Gouvernements en exil et autres ajouts intéressants
Enfin, d’autres mécanismes viennent parachever ces ajouts déjà nombreux et intéressants. Le premier est la modélisation des gouvernements en exil, notamment à Londres. Après leur invasion par les forces de l’Axe et la capitulation de leur pays, certains gouvernements, comme historiquement, réussirent à s’organiser à l’étranger pour continuer la lutte. Dans les parties, cela donne des troupes supplémentaires, avec leurs généraux, et permet de préparer la libération de ces États.
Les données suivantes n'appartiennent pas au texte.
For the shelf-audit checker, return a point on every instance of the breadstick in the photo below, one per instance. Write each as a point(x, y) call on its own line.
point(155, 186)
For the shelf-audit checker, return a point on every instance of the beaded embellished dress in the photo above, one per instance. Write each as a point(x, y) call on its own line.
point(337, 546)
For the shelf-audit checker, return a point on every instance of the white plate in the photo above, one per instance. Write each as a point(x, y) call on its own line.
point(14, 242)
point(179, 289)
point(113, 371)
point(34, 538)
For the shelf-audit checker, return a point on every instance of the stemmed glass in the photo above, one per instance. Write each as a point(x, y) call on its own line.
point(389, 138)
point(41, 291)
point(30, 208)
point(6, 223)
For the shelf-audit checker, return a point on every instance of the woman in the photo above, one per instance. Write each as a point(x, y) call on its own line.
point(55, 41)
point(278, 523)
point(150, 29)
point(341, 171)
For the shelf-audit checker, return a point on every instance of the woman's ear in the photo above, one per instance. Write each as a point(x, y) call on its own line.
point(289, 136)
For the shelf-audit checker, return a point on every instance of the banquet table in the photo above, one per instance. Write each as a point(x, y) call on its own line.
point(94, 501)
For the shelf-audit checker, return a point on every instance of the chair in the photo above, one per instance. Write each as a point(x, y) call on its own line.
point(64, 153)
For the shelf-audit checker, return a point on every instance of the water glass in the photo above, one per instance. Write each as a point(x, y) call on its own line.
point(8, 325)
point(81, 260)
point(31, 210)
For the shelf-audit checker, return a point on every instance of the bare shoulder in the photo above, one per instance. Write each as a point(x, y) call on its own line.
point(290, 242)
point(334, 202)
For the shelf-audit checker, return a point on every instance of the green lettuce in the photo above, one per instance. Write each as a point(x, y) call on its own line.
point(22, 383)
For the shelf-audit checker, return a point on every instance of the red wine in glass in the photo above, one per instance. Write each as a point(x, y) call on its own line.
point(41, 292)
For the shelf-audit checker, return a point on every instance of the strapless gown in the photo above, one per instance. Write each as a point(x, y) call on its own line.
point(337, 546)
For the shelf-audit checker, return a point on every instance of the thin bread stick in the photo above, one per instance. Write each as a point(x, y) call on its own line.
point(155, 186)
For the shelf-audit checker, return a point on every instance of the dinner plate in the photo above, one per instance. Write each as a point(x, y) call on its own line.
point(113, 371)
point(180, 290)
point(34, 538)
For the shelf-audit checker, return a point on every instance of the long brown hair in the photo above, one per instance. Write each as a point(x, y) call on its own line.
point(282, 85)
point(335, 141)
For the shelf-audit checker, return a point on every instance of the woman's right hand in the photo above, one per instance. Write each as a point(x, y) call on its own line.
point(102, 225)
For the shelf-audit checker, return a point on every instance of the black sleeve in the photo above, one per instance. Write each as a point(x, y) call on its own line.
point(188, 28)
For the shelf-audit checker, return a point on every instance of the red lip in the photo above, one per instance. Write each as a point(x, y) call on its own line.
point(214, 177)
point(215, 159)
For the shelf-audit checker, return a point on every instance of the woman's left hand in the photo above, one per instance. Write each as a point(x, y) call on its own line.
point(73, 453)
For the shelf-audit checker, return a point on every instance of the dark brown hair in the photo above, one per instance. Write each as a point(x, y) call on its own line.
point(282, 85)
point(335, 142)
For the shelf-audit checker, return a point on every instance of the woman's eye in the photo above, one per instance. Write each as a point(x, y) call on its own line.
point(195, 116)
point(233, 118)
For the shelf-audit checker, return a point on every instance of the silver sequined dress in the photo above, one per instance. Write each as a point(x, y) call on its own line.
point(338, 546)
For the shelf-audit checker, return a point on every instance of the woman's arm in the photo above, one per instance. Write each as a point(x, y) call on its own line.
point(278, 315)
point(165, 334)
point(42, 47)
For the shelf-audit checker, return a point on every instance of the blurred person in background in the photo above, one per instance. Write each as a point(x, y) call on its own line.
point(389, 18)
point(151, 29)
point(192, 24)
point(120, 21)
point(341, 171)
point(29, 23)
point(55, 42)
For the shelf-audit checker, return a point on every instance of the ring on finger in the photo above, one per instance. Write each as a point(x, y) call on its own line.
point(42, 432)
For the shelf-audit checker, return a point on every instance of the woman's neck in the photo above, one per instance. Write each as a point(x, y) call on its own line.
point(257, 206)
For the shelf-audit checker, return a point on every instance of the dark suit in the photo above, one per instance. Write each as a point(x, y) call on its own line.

Quand on songe au nombre de soldats polonais, belges, néerlandais, français et autres qui combattirent dans les rangs britanniques ou sous leur bannière propre comme la France libre, on appréciera le geste.
A l’instar des Pays-Bas pouvant carrément transférer leur capitale à Batavia comme on l’a vu, on aurait aimé une meilleure modélisation de la structure créée par le général de Gaulle toutefois, qui rallia progressivement les colonies et territoires d’outre-mer français, avant de jouer le rôle que l’on sait en Italie et dans le sud de la France, avec la 1ère armée du général de Lattre de Tassigny. Mais peut-être suis-je là un peu chauvin…
Notons aussi que, couplé à la revue de l’arbre de priorité américain, vient s’introduire la modélisation du Congrès. C’est-à-dire que les sénateurs et députés vont approuver ou refuser certains choix, et ce sera à vous de les convaincre via des décisions et évènements. C’est franchement bienvenu, et on peut espérer que le système soit étendu aux autres grandes démocraties du jeu. Bien que limitée par la guerre, celle-ci se poursuivit : s’il n’y eut pas d’élections avant 1945 au Royaume-Uni, ce fut le cas de l’autre côté de l’Atlantique et Roosevelt fut réélu en 1944, même s’il mourut de maladie avant la fin de son mandat, et de la guerre d’ailleurs.
J’ajouterai pour finir l’ajout de nouvelles musiques, toujours appréciable, et, une donnée venue du patch cette fois : le carburant. Celui-ci est nécessaire au déplacement de vos unités aériennes, navales, motorisées et mécanisées. Il va être nécessaire d’en stocker suffisamment, d’en raffiner à partir du pétrole, et de créer assez de cuves pour ce faire, dans vos provinces. Cela est bienvenu et va ajouter des difficultés à l’Axe qui en manqua terriblement, ce qui risque de redonner de l’intérêt aux carburants synthétiques déjà existants dans le jeu et retravaillés pour l’occasion.